Epigenetic dysfunction is implicated in many neurological and psychiatric diseases, including Alzheimer’s disease and schizophrenia. Consequently, histone deacetylases (HDACs) are being aggressively pursued as therapeutic targets. However, a fundamental knowledge gap exists regarding the expression and distribution of HDACs in healthy individuals for comparison to disease states. Here, we report the first-in-human evaluation of neuroepigenetic regulation in vivo. Using positron emission tomography with [11C]Martinostat, an imaging probe selective for class I HDACs (isoforms 1, 2, and 3), we found that HDAC expression is higher in cortical gray matter than in white matter, with conserved regional distribution patterns within and between healthy individuals.

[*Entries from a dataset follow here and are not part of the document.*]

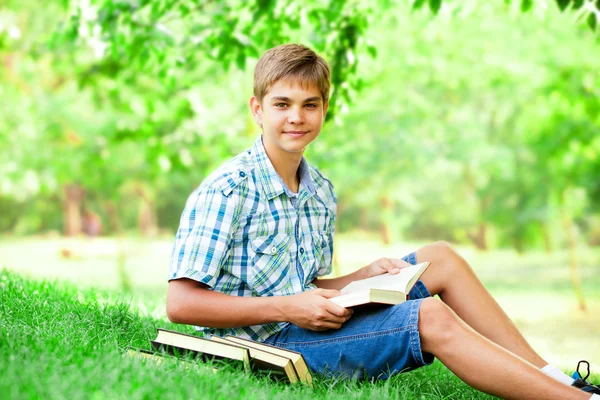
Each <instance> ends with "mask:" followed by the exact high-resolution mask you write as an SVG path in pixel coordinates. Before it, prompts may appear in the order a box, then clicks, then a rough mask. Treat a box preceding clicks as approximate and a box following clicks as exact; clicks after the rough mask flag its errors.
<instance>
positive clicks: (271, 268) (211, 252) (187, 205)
mask: <svg viewBox="0 0 600 400" xmlns="http://www.w3.org/2000/svg"><path fill="white" fill-rule="evenodd" d="M261 139H262V137H260V138H259V139H258V140H257V141H256V142H255V143H254V145H253V147H252V148H250V149H248V150H247V151H245V152H243V153H241V154H239V155H238V156H236V157H235V158H233V159H232V160H230V161H229V162H227V163H226V164H224V165H223V166H221V167H220V168H219V169H217V170H216V171H215V172H214V173H212V174H211V175H210V176H209V177H207V178H206V179H205V180H204V181H203V182H202V184H201V185H200V186H199V187H198V188H197V189H196V190H195V191H194V192H193V193H192V194H191V195H190V197H189V198H188V200H187V203H186V206H185V209H184V211H183V214H182V216H181V221H180V225H179V229H178V231H177V235H176V237H175V245H174V247H173V252H172V255H171V263H170V272H169V280H172V279H179V278H189V279H193V280H195V281H198V282H202V283H204V284H206V285H208V287H209V288H211V289H212V290H215V291H219V292H222V293H225V294H229V295H232V296H248V297H250V296H286V295H292V294H295V293H299V292H302V291H305V290H309V289H312V288H314V287H315V286H314V285H313V284H312V283H311V282H312V281H313V280H314V279H315V278H316V277H317V276H322V275H327V274H328V273H329V272H330V271H331V258H332V254H333V234H334V227H335V212H336V198H335V194H334V192H333V187H332V185H331V183H330V182H329V181H328V180H327V179H325V178H324V177H323V175H321V173H320V172H319V171H318V170H317V169H316V168H314V167H312V166H310V165H309V164H308V163H307V162H306V161H305V160H304V159H302V162H301V164H300V186H299V191H298V193H297V194H295V193H292V192H291V191H290V190H289V189H288V188H287V187H286V185H285V184H284V183H283V180H282V179H281V178H280V177H279V175H278V174H277V172H276V171H275V168H274V167H273V165H272V164H271V161H270V160H269V158H268V157H267V154H266V153H265V149H264V147H263V144H262V140H261ZM286 324H287V323H271V324H266V325H255V326H248V327H243V328H232V329H212V328H202V327H199V328H198V329H200V330H202V331H204V332H205V333H208V334H216V335H219V336H223V335H227V334H229V335H236V336H241V337H245V338H249V339H253V340H264V339H266V338H267V337H268V336H270V335H272V334H274V333H277V332H278V331H280V330H281V329H282V328H283V327H285V325H286Z"/></svg>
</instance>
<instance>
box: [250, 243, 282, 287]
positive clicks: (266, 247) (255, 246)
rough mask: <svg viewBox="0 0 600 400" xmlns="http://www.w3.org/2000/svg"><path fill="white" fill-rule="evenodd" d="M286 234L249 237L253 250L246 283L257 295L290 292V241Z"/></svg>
mask: <svg viewBox="0 0 600 400" xmlns="http://www.w3.org/2000/svg"><path fill="white" fill-rule="evenodd" d="M291 240H292V238H291V237H290V236H289V235H287V234H275V235H269V236H257V237H254V238H252V239H250V248H251V249H252V251H253V254H251V257H252V266H251V267H250V271H249V274H248V284H249V285H250V287H251V288H252V290H253V291H254V292H255V293H256V294H257V295H259V296H273V295H282V294H290V291H291V285H290V276H289V275H290V271H289V269H290V263H291V256H290V251H289V247H290V243H291Z"/></svg>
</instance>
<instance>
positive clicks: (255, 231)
mask: <svg viewBox="0 0 600 400" xmlns="http://www.w3.org/2000/svg"><path fill="white" fill-rule="evenodd" d="M329 85H330V70H329V67H328V65H327V63H326V62H325V61H324V60H323V59H322V58H321V57H319V56H317V55H316V54H315V53H314V52H313V51H312V50H310V49H308V48H306V47H304V46H299V45H283V46H278V47H275V48H273V49H271V50H269V51H267V52H266V53H265V54H264V55H263V56H262V57H261V59H260V60H259V61H258V64H257V66H256V70H255V74H254V96H253V97H252V98H251V100H250V108H251V110H252V114H253V116H254V119H255V121H256V123H257V124H258V125H259V126H260V127H261V128H262V135H261V137H260V138H258V139H257V140H256V142H255V143H254V145H253V146H252V148H250V149H249V150H247V151H245V152H243V153H241V154H240V155H238V156H237V157H235V158H233V159H232V160H230V161H229V162H227V163H225V164H224V165H223V166H221V167H220V168H219V169H217V170H216V171H215V172H214V173H213V174H211V175H210V176H209V177H207V178H206V179H205V180H204V182H202V184H201V185H200V187H198V188H197V189H196V190H195V191H194V192H193V193H192V195H191V196H190V197H189V199H188V201H187V204H186V207H185V210H184V211H183V215H182V217H181V223H180V227H179V230H178V232H177V236H176V240H175V246H174V249H173V254H172V259H171V266H170V273H169V281H170V283H169V290H168V295H167V315H168V317H169V319H170V320H171V321H173V322H177V323H183V324H191V325H197V326H201V327H207V328H199V329H201V330H203V332H204V333H205V334H214V335H225V334H233V335H238V336H242V337H245V338H250V339H254V340H259V341H264V342H266V343H270V344H273V345H276V346H281V347H284V348H288V349H291V350H297V351H300V352H301V353H302V354H303V355H304V357H305V358H306V361H307V363H308V364H309V366H310V368H311V369H312V370H313V371H315V372H317V373H324V372H328V373H333V374H336V375H338V376H352V377H369V378H387V377H388V376H389V374H391V373H396V372H400V371H406V370H411V369H414V368H417V367H420V366H423V365H428V364H430V363H431V362H432V361H433V358H434V357H437V358H438V359H439V360H440V361H441V362H442V363H444V364H445V365H446V366H447V367H448V368H449V369H450V370H451V371H452V372H454V373H455V374H456V375H458V377H460V378H461V379H462V380H464V381H465V382H466V383H468V384H469V385H471V386H473V387H474V388H477V389H479V390H482V391H484V392H487V393H490V394H493V395H496V396H500V397H503V398H518V399H582V400H584V399H585V400H587V399H590V395H591V394H592V393H600V389H598V388H597V387H596V386H593V385H591V384H588V383H586V382H583V381H582V380H577V381H575V382H574V381H573V379H572V378H570V377H569V376H567V375H565V374H564V373H563V372H562V371H560V370H559V369H557V368H556V367H554V366H551V365H548V363H547V362H545V361H544V360H543V359H542V358H541V357H540V356H539V355H538V354H537V353H536V352H535V351H534V350H533V349H532V348H531V346H530V345H529V344H528V343H527V341H526V340H525V339H524V338H523V336H522V335H521V334H520V333H519V331H518V330H517V328H516V327H515V325H514V324H513V323H512V322H511V321H510V319H509V318H508V317H507V316H506V314H505V313H504V312H503V311H502V309H501V308H500V306H499V305H498V304H497V303H496V301H495V300H494V299H493V298H492V296H491V295H490V294H489V293H488V291H487V290H486V289H485V288H484V286H483V285H482V284H481V282H480V281H479V280H478V278H477V277H476V276H475V274H474V272H473V270H472V269H471V268H470V266H469V265H468V264H467V262H466V261H465V260H464V259H463V258H462V257H460V256H459V255H458V254H457V253H456V252H455V251H454V250H453V249H452V248H451V247H450V246H449V245H447V244H446V243H443V242H439V243H434V244H432V245H429V246H425V247H423V248H421V249H419V250H417V251H416V252H414V253H411V254H409V255H407V256H405V257H404V258H402V259H397V258H389V259H388V258H382V259H379V260H376V261H374V262H373V263H371V264H369V265H367V266H365V267H363V268H361V269H359V270H358V271H355V272H353V273H351V274H349V275H346V276H342V277H339V278H334V279H323V278H321V276H323V275H327V274H328V273H329V272H330V271H331V256H332V252H333V234H334V226H335V211H336V208H335V207H336V198H335V195H334V192H333V187H332V185H331V183H330V182H329V181H328V180H327V179H325V178H324V177H323V175H321V173H320V172H319V171H318V170H317V169H316V168H314V167H312V166H310V165H309V164H308V163H307V162H306V160H305V159H304V158H303V153H304V150H305V149H306V147H307V146H308V145H309V144H310V143H311V142H312V141H313V140H315V139H316V138H317V136H318V135H319V133H320V131H321V127H322V125H323V121H324V117H325V113H326V112H327V106H328V98H329ZM425 260H426V261H429V262H431V265H430V267H429V268H428V270H427V271H426V272H425V273H424V274H423V275H422V278H421V281H419V282H418V283H417V284H416V286H415V287H414V288H413V290H412V291H411V292H410V300H408V301H406V302H404V303H402V304H400V305H396V306H388V307H379V308H374V309H369V310H360V309H359V310H357V311H356V312H354V313H353V311H352V310H351V309H345V308H343V307H340V306H338V305H336V304H334V303H333V302H331V301H329V300H328V299H330V298H332V297H335V296H337V295H339V294H340V292H339V289H340V288H342V287H343V286H345V285H346V284H348V283H349V282H351V281H354V280H357V279H364V278H368V277H371V276H375V275H380V274H383V273H385V272H389V273H392V274H394V273H397V272H398V271H399V269H400V268H403V267H405V266H406V265H409V264H415V263H416V262H417V261H425ZM432 295H438V296H439V298H440V299H437V298H434V297H432ZM573 386H579V387H581V389H583V390H585V391H587V393H586V392H584V391H582V390H578V389H576V388H574V387H573ZM592 396H593V398H595V399H600V397H598V396H597V395H596V394H593V395H592Z"/></svg>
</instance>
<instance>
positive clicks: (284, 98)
mask: <svg viewBox="0 0 600 400" xmlns="http://www.w3.org/2000/svg"><path fill="white" fill-rule="evenodd" d="M327 106H328V104H327V103H325V102H324V101H323V98H322V96H321V92H320V91H319V89H318V88H317V86H316V85H314V84H310V85H306V84H305V85H304V86H302V84H301V83H300V82H299V81H298V80H294V79H282V80H279V81H277V82H275V83H274V84H273V86H272V87H271V89H270V90H269V91H268V92H267V94H266V95H265V96H264V98H263V100H262V102H259V101H258V99H257V98H256V97H252V99H250V108H251V109H252V114H253V115H254V120H255V121H256V123H257V124H259V125H260V126H261V128H262V130H263V143H264V146H265V149H266V150H267V153H268V154H269V155H270V156H286V155H289V153H300V155H302V153H303V151H304V149H305V148H306V146H308V144H309V143H310V142H312V141H313V140H315V139H316V138H317V136H319V133H320V132H321V128H322V126H323V121H324V119H325V113H326V112H327Z"/></svg>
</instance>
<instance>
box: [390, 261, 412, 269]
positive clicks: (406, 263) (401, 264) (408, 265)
mask: <svg viewBox="0 0 600 400" xmlns="http://www.w3.org/2000/svg"><path fill="white" fill-rule="evenodd" d="M390 262H391V263H392V264H394V265H395V266H396V268H400V269H402V268H406V267H410V266H412V264H411V263H408V262H406V261H404V260H402V259H400V258H390Z"/></svg>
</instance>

Among gray matter regions, HDAC expression was lowest in the hippocampus and amygdala. Through biochemical profiling of postmortem human brain tissue, we confirmed that [11C]Martinostat selectively binds HDAC isoforms 1, 2, and 3, the HDAC subtypes most implicated in regulating neuroplasticity and cognitive function. In human stem cell–derived neural progenitor cells, pharmacologic-level doses of Martinostat induced changes in genes closely associated with synaptic plasticity, including BDNF (brain-derived neurotrophic factor) and SYP (synaptophysin), as well as genes implicated in neurodegeneration, including GRN (progranulin), at the transcript level, in concert with increased acetylation at both histone H3 lysine 9 and histone H4 lysine 12. This study quantifies HDAC expression in the living human brain and provides the foundation for gaining unprecedented in vivo epigenetic information in health and disease.